For fflox‘s commissioned continuation of
All in Your Head (LJ), after
From the moment they breathed our air (Lj) after: Staying in the City (LJ) and Spooks vs. Bugs (DW)
“You’re not real. You’re in my imagination.”
“I don’t believe in you.”
“I can live my life without you just fine.”
“Aah-choooo!”
“I’ve never seen this many fair folk. I’ve never seen anything like this many so close to a city.”
“Or ghosts. It’s like everyone who ever died here is back…”
Paula was, generally, a well-grounded, sensible, rational young lady, or so her bosses had said, so her teachers had said, so her friends had believed. She had her feet on the ground and she didn’t, as a general rule, believe in things she couldn’t see.
She was also, and had been for several months now, infested with an alien symbiote that read her mind and sometimes controlled her body.
The bugs had invaded dozens of planets, some successfully, some failures, but none, she was getting the impression, as big a failure as Earth was becoming for them. Their system of bonding with native hosts had, she had been told, served them well even on planets where they couldn’t manage a full-scale invasion. They could sit undetected that way, breed that way, and conquer large parts of the planet from “on the ground.”
They had, she was pretty certain, never faced this sort of resistance, a two-front rebellion from the un-infected outside their walls and from their hosts, the hosts they needed to survive the pollution, in their very homes and bodies.
And Paula, the sensible one, the one who didn’t believe in, say, faeries and was a fan of pharmaceuticals to help the unstable, found herself slipping from host to host, suggesting that they look at the fae, asking how they dealt with the voices in their head, reminding them to forget their allergy meds.
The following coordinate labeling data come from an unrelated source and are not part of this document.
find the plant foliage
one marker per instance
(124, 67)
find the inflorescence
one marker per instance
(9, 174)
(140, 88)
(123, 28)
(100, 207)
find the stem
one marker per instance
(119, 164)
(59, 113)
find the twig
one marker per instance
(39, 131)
She was too practical and too calm for any of this to really work for her, sadly; she couldn’t really see the fair folk or ghosts that well, and she had never heard another voice in her head before, except her conscience and the echoes of her mother.
But she could help the others. She could sit down with a new friend and talk her through a panic attack, talk her through a dark moment until the friend could look up and say “this isn’t real. That’s not me saying that,” and have control of her head again. She’d done that before, for college friends, bad acid trips or just bad brain chemistry, more than a few times.
She knew it was working the day that three of her friends, all at once, sat down and said “You’re not real. You’re not real. You’re not real.”
And it was, finally, too much for the symbiotes, as all three fled their hosts and lay choking, dying on the ground like so many ant-fish looking things.
“You’re not real,” another friend said, and a fifth said “the ghosts are really thick here. Do you think bugs have ghosts?”
And that was it. AS their non-symbiote family watched helplessly from their controlled-environment ship, well over half the hosted bugs fled their clearly-insane human hosts, as unable to handle the strange brain chemistry as they were the atmosphere.